Hommage à Jean Tardieu - Aujourd'hui François Morel, proximité du deuxième tour de la présidentielle française oblige, vous offre une chronique sous-vestimentaire !

Le texte de la chronique

Aujourd’hui, vu les circonstances, j’aurais aimé faire un appel à voter pour l’un des deux candidats afin surtout d’éliminer l’autre. Je ne le ferai pas. Je n’ai surtout pas envie que l’on m’accuse d’être de parti-pris. J’ai donc aujourd’hui décidé de parler essentiellement de vêtements et de sous-vêtements. Ce sont des sujets qui ne sont pas sans intérêt.

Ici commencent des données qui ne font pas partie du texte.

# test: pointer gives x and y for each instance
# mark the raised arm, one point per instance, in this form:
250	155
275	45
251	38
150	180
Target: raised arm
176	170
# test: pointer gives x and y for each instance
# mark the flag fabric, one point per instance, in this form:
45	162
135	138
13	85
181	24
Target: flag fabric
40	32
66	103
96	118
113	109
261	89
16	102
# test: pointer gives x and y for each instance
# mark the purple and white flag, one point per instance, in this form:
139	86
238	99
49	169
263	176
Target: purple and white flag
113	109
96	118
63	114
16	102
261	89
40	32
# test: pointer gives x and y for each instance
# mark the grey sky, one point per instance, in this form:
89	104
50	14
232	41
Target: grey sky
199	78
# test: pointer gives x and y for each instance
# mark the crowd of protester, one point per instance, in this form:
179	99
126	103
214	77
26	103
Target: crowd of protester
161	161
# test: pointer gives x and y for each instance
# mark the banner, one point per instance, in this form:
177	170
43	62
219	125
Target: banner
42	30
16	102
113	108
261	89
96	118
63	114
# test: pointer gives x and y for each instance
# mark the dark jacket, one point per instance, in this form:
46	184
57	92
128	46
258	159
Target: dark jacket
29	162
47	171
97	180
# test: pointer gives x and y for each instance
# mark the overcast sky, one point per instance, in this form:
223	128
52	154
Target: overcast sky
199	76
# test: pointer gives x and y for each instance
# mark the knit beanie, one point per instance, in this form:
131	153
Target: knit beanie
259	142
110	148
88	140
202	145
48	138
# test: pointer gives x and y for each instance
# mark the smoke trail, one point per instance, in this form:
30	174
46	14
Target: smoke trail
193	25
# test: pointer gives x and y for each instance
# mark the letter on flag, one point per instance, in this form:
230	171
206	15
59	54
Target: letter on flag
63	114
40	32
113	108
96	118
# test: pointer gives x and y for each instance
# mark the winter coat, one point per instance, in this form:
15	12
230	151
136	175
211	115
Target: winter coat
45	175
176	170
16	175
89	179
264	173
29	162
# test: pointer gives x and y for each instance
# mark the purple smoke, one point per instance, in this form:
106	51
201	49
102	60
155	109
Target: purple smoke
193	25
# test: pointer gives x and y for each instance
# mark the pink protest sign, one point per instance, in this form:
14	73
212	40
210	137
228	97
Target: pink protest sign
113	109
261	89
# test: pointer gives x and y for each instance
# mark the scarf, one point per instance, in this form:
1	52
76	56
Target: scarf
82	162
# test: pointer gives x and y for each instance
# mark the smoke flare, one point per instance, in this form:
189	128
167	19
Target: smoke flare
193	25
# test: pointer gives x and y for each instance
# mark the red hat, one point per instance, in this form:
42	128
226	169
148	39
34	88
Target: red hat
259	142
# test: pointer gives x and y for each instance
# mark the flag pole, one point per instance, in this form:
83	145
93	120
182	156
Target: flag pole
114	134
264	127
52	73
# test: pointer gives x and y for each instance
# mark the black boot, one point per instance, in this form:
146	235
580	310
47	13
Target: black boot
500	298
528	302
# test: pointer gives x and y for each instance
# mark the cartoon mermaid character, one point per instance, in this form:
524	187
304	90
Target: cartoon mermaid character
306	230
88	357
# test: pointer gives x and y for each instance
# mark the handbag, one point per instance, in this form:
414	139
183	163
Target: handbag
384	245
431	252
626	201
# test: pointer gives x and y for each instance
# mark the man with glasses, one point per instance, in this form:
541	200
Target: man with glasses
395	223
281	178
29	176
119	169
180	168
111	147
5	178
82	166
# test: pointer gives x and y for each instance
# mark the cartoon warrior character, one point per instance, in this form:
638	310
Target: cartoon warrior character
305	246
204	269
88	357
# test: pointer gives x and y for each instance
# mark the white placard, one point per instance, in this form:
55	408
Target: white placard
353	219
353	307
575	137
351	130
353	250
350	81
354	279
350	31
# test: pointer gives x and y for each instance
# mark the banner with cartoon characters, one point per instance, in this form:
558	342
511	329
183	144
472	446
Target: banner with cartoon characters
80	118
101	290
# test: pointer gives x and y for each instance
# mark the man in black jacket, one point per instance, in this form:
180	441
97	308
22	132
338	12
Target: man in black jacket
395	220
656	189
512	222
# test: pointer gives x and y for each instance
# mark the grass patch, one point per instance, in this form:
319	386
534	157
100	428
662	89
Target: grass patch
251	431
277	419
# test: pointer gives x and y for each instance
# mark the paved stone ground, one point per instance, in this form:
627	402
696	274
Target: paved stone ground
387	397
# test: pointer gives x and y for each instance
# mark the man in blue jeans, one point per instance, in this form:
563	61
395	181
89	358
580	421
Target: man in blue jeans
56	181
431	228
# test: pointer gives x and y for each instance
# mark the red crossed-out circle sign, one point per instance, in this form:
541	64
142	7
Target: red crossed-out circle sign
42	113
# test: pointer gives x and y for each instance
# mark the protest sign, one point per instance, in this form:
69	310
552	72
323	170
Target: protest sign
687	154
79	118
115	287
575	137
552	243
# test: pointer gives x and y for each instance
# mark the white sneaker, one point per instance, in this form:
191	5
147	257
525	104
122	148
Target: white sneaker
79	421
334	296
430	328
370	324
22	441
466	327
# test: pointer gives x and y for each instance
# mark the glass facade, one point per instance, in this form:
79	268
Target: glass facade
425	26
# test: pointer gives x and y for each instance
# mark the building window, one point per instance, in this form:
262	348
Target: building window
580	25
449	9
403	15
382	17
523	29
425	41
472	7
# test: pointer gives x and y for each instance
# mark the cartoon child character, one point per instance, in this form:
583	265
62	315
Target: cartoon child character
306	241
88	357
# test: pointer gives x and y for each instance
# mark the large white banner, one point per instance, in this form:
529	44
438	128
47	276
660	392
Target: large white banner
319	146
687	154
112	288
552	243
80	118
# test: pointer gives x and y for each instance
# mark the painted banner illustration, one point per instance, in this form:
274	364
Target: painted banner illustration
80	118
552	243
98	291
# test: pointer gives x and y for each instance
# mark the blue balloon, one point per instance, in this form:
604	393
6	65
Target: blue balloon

Grand frais, grandes fraises.

Le rhingrave.

(Le rhingrave est un haut-de-chausse recouvert d’une petite jupe, en usage en France, dans la seconde moitié du XVIIe siècle, dont, quelquefois à la nuitée, Patrick Cohen se vêt afin de se changer les idées et échapper à la violence d’une actualité anxiogène).

Le Rhingrave.

Dans deux jours, nous aurons un chiot déterminant amer entre les deux derniers candélabres à l’inverse biture pour la résidence de la crêpe pudique. Je vous le quémande seul et bonnement : contre Le ben il faut sauter Caleçon.

(Le caleçon est un sous-vêtement masculin qui couvre le corps de la taille à mi-cuisse -caleçon court- ou de la taille aux chevilles -caleçon long- dont Patrick Cohen se couvre certaines nuits de frimas quand le réchauffement de la planète, ne sautant pas aux yeux, lui semble une contre évidence).

Il faut sauter caleçon.

Je suis dévalué, on n’a pas le bois. Vous n’aimez pas Caleçon ? Le camélia des branques ? Le fisc haché de romande ? Le marquis de brise-vitre ? Ne me cite pas que vous préférez le ben, le camélia des cachots, de l’algébrique en seize, du Sud, des nègres à sionistes, des colles à bois, et de l’autre idiome, l’espèce de zonard, de Du Thon Plaignant qui se rétamait de deux pôles et qui de plume en plume se raccroche de putain !

Quoi vous héritez entre le ben et caleçon ?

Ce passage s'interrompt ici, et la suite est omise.